After 1614 Jonson's powers declined in vigour. The Devil is an Ass, which was produced in 1616, already shows some signs of failing inspiration. It is based upon the old Italian fable of Belphegor, and tends to prove that human craft and folly can teach the imps of darkness something in their own line. The special foible here selected is that mania for speculation which in another century possessed France and England at the time of the South Sea Bubble. Dryden called the last comedies of Ben Jonson his "dotages ;" and this name must be given to The Staple of News (1625), The New Inn (1629), The Magnetic Lady (1632), and The Tale of a Tub (1633). To bestow criticism upon each of these pieces, in the narrow room allowed me, would be superfluous. Yet some passing observations may be made. In The Staple of News Jonson combined an Aristophanic allegory, borrowed from the Plutus, with satire upon the town's avidity for printed gossip. A trifle more of inspiration might have made this play symbolic for the future. In certain daily papers of the present day, we have our Staple of News, pretending deep and moral doctrine, but really pandering o morbid curiosity. The Magnetic Lady is only noteworthy, because in this comedy Jonson closed his cycle of the humours. He made his bow of



exit to the public he had so long served. Tale of a Tub attempts in vain to recapture the rollicking enthusiasm of Bartholomew Fair. It is meant to be a screaming farce. But it fails, and falls flat. And now, for antiquarians, it is chiefly interesting, because the author strove to vent an old grudge against Inigo Jones in some of its interpolated scenes. The quarrels of artists are so despicable that I do not care to dwell upon this warfare between the author of Volpone and the builder of Whitehall. Both were to blame, in the course of a long companionship of art together. Jones dealt Jonson cruel blows, when he thought the old lion was asleep upon his death-bed. Jonson roused himself to fury, parrying his foeman's thrust. But for us, the squabble is ignoble. We can pass it by. Of Jones remains the fragment of Whitehall; of Jonson the immortal row of five comedies and one good tragedy. The New Inn deserves a separate commentary. Jonson wrote it when his health had failed, and his particular vein of fancy was exhausted. He strove to give the public something in the kind they cared for. It was meant to be a romantic comedy; and the plot was so superfluously imaginative as to exceed the romantic measure. The habits of a lifetime were not, however, easily cast off. Taking his improbable, deliriously accidental plot to work upon, he delved deep lines for all the characters, introduced horse-play of out-worn humours, and upon this slender basis raised a superstructure of solid poetry. It is not difficult to excavate that vein

of poetry from the unsuccessful play; and those who have taken the pains to do so, will perceive that, even to the last, the fire of genius burned in Jonson's brain. Yet the comedy was justly damned, on account of its absurd fable, frigid jokes, and ponderous declamatory passages. Indignation at this reception of his play called forth that haughty 66 Ode to Himself" which will be read among his lyrics.

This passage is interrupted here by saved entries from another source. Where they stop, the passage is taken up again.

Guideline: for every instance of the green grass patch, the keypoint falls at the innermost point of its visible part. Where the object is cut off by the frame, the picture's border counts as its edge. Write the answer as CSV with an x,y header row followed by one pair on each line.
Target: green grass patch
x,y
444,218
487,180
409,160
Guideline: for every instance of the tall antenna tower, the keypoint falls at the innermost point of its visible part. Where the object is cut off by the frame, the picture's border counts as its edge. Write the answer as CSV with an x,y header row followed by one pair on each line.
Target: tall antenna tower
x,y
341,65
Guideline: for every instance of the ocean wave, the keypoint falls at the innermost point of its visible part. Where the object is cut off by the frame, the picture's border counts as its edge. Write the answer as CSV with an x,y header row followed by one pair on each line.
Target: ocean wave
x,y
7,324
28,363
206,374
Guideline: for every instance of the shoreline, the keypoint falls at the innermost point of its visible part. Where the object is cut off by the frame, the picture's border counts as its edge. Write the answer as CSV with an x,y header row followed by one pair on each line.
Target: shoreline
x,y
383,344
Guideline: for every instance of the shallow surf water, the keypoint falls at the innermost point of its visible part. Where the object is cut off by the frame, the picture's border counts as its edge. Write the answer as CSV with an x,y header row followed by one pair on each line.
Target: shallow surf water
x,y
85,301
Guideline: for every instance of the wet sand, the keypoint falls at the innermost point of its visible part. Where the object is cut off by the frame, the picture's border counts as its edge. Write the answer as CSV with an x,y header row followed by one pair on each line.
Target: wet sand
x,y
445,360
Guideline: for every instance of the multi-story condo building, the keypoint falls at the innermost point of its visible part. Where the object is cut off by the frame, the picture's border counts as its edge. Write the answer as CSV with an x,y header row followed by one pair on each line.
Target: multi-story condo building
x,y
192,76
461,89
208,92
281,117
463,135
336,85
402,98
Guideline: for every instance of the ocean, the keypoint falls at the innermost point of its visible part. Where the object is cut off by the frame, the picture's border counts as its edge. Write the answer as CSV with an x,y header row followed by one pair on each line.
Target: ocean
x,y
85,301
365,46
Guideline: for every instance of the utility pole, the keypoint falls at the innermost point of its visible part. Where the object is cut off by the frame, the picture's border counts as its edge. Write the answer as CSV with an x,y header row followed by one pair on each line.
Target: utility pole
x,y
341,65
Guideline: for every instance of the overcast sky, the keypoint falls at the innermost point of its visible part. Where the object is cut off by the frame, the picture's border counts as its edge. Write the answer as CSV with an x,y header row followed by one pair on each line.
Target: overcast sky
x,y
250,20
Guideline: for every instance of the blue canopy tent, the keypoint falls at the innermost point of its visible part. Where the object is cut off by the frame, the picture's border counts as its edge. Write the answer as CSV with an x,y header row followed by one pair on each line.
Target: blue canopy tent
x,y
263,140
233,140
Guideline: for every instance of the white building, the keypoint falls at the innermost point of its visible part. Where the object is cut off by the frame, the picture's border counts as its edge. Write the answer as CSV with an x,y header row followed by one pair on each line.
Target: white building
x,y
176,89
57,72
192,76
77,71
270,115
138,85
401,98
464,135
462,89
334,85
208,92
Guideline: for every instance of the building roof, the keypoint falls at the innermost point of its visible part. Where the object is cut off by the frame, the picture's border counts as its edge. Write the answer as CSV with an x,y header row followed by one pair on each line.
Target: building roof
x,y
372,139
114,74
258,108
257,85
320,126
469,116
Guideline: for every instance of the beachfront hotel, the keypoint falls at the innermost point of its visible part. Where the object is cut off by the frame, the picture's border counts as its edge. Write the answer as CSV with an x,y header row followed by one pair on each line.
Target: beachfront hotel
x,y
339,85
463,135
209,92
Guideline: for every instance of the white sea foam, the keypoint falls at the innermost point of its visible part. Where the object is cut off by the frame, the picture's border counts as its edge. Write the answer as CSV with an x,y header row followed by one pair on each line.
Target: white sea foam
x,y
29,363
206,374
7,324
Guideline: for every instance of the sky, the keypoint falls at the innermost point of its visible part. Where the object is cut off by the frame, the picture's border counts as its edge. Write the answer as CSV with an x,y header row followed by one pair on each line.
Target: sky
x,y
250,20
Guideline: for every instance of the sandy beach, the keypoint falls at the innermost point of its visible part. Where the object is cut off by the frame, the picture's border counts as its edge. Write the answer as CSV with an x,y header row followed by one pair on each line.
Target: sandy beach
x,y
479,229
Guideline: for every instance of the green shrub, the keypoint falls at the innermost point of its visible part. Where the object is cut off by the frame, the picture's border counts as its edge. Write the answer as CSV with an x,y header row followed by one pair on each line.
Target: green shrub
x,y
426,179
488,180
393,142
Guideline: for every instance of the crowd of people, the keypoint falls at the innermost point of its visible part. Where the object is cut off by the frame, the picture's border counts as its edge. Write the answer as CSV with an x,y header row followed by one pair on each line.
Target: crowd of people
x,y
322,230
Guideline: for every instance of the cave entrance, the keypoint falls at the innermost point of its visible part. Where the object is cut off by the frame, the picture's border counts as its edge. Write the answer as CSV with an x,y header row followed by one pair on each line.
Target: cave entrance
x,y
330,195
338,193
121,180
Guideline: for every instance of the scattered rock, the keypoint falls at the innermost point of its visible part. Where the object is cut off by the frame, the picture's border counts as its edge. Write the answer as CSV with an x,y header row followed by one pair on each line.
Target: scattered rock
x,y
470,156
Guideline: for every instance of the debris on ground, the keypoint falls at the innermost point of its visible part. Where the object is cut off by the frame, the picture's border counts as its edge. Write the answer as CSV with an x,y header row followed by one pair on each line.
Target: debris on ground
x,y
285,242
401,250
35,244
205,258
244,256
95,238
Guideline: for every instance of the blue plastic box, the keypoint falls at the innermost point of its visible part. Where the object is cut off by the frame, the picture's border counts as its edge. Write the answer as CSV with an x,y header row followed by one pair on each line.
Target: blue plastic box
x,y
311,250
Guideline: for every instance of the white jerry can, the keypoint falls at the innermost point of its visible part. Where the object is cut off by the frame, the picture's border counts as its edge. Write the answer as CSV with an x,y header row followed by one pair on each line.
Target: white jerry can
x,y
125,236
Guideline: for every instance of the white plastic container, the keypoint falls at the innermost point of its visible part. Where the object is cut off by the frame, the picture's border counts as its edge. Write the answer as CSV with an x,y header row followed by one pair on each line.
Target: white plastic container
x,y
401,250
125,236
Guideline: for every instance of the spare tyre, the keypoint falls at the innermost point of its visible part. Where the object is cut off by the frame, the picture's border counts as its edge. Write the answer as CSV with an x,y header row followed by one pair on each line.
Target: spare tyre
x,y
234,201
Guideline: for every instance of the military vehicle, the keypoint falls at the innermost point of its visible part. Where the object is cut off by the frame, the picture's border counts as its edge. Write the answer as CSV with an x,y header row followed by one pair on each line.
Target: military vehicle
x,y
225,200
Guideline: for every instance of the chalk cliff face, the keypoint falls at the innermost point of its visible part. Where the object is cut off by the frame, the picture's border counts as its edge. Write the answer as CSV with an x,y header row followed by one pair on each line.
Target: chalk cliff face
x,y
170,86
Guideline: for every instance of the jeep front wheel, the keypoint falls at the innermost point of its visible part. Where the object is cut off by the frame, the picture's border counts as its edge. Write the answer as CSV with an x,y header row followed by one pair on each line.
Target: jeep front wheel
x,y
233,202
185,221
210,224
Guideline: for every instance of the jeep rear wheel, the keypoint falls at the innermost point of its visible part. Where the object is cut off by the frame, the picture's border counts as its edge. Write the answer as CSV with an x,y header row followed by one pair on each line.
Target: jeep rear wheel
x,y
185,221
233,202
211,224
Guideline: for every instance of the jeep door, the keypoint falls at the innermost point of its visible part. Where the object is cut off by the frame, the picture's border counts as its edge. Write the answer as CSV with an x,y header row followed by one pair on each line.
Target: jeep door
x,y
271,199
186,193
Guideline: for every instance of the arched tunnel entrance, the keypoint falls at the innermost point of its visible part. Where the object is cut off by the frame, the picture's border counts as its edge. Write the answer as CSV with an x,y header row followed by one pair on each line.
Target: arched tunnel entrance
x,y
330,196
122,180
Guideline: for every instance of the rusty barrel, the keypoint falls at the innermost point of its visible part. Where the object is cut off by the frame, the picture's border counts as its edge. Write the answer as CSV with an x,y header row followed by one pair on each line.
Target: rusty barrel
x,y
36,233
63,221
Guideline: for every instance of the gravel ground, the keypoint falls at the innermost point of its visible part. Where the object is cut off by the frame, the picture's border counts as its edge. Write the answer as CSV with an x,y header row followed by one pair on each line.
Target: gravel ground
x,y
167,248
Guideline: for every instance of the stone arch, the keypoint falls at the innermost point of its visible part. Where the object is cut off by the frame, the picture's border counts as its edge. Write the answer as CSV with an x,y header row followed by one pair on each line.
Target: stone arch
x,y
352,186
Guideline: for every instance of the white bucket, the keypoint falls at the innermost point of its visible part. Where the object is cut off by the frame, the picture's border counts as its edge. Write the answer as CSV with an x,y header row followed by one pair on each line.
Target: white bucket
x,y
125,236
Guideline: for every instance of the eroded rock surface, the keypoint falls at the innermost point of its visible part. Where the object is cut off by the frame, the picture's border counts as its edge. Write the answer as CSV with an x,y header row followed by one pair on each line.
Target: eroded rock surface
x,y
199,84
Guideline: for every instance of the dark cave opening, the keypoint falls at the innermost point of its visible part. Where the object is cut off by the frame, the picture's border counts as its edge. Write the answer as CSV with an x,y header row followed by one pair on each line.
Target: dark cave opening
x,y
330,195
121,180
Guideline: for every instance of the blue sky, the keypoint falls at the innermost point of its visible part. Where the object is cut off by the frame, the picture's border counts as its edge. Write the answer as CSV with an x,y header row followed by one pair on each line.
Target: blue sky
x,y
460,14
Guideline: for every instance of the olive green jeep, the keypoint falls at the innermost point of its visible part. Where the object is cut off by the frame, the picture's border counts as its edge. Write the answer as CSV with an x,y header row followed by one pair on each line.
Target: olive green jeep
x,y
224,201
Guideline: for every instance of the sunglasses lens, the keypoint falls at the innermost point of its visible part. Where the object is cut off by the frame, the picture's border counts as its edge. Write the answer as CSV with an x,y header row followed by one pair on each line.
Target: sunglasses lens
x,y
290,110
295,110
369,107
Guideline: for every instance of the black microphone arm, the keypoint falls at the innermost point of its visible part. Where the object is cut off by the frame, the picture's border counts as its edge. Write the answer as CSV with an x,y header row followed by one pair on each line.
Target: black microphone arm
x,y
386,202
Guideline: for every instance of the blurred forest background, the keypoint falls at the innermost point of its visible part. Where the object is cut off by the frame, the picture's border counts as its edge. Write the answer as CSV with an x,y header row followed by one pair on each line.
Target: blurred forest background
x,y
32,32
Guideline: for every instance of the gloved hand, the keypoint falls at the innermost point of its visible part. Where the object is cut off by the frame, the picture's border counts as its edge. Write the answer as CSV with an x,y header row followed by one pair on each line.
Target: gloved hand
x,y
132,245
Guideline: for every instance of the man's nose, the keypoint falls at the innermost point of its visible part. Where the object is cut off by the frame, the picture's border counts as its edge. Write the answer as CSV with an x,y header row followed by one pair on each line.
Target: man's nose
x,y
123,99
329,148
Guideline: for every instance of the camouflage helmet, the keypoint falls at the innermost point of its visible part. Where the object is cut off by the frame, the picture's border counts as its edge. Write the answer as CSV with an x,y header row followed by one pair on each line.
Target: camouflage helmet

Returning to the facts of Jonson's biography, it is worth notice that in 1618 he took a walking journey into Scotland, where he spent several weeks. Part of this time was passed at Hawthornden, with the poet William Drummond, to whose notes of the conversations they held on this occasion we owe one of our best sources of information regarding his life and opinions. In England he visited his noble friends and patrons in the country during part of every summer. But it was in the purlieus of Cheapside and Fleet Street that his burly figure might most frequently be seen, rolling from the Mermaid to the Dog, or Sun, or Triple Tun. Like his great namesake, Samuel Johnson, he felt himself nowhere so much at home as on the pavement of London, or in the sanded parlours of its taverns. Not that we have any right to think of Jonson as a sot or toper. It is true that he indulged too much in drink. The Laureate's famous butt of sherry dates from Ben's known partiality for sack. Many of the tales he told against himself to Drummond owe their point to a certain weakness for the bottle in his nature.